Selon de sources régionales, dans une correspondance, Ariane Tabatabaï déclare à un ancien haut responsable du gouvernement iranien avoir rencontré le prince saoudien Turki al-Fayçal, qui l’a invitée à se rendre en Arabie saoudite et a manifesté son intérêt pour une coopération avec elle. « J’aimerais connaître votre position, est-ce que ce type de travail vous intéresse ? », demande-t-elle dans un courriel à Téhéran.
Ariane Tabatabaï mentionne également une invitation qu’elle a reçue de la part d’une université en Israël, dans un objectif de participer à une conférence sur le contrôle des armements et le programme nucléaire iranien. Et Tabatabaï d’écrire : « Je voulais vous demander votre avis, et voir si vous pensez que je devrais répondre favorablement à l’invitation ». Ce à quoi l’ancien responsable iranien répond : « D’après toutes les considérations, il semble que le cas de l’Arabie Saoudite soit bon, mais il vaut mieux ne pas traiter le deuxième cas » (l’université israélienne). Quelques heures plus tard, Ariane Tabatabai répond : « Merci beaucoup pour vos conseils. Je travaillerai avec l’Arabie saoudite et vous tiendrai au courant de l’avancement ».

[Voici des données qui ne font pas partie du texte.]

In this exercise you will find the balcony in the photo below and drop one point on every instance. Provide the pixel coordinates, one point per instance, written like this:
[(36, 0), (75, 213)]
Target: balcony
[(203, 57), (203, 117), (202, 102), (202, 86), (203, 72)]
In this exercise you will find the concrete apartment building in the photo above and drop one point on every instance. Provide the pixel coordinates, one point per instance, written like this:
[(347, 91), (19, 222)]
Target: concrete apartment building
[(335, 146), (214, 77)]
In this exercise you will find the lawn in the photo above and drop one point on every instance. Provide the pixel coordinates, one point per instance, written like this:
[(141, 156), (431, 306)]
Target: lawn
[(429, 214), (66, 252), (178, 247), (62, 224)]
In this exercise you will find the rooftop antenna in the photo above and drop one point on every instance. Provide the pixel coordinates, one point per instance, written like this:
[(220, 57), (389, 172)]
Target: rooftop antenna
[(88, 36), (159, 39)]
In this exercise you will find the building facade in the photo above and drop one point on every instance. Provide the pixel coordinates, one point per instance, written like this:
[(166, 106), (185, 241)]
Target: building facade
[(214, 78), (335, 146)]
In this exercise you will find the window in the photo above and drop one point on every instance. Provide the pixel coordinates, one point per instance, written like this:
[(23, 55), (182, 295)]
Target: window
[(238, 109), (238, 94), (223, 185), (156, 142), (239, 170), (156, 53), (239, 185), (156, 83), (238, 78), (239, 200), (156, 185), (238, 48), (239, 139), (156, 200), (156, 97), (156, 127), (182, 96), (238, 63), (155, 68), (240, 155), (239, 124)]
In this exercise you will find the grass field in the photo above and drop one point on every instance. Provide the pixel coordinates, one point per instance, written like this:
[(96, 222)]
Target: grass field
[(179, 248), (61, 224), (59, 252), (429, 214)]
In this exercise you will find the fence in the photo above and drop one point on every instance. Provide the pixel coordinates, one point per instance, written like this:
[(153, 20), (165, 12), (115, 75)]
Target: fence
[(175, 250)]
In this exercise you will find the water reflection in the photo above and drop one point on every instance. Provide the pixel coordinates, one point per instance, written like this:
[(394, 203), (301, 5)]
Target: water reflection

Le moment choisi pour ce scandale est exceptionnel : le jour même où les médias publiaient une histoire très embarrassante (et préoccupante) sur les relations directes de certains experts/fonctionnaires américains avec le gouvernement iranien, le guide suprême Ali Khamenei faisait savoir qu’il approuvait de nouveaux pourparlers directs entre les États-Unis et l’Iran, après des années au cours desquelles les contacts diplomatiques s’effectuaient par le relais des felouques européennes, omanaises, irakiennes ou qataries. Comme prévu, les activités diplomatiques se poursuivent entre Washington et Téhéran : il y a eu un échange de prisonniers et le dégel des fonds par les États-Unis, la possibilité d’un mini-accord visant à ralentir les progrès de l’enrichissement iranien, est sur la table.
Quelqu’un à Washington (à Téhéran, ou ailleurs) a-t-il eu intérêt à transmettre des informations désagréables et à brouiller les pistes dans ces contacts ? Le Crisis Group est une organisation très axée aux questions de droits et dont les visions sont liées aux idéaux et aux valeurs démocratiques. Certains éléments de la pensée Washingtonienne voient ces prérogatives comme étant gauchiste : l’affrontement entre démocrates et républicains se poursuit et n’épargne personne ; Dans un peu plus d’un an, le nouveau président sera élu.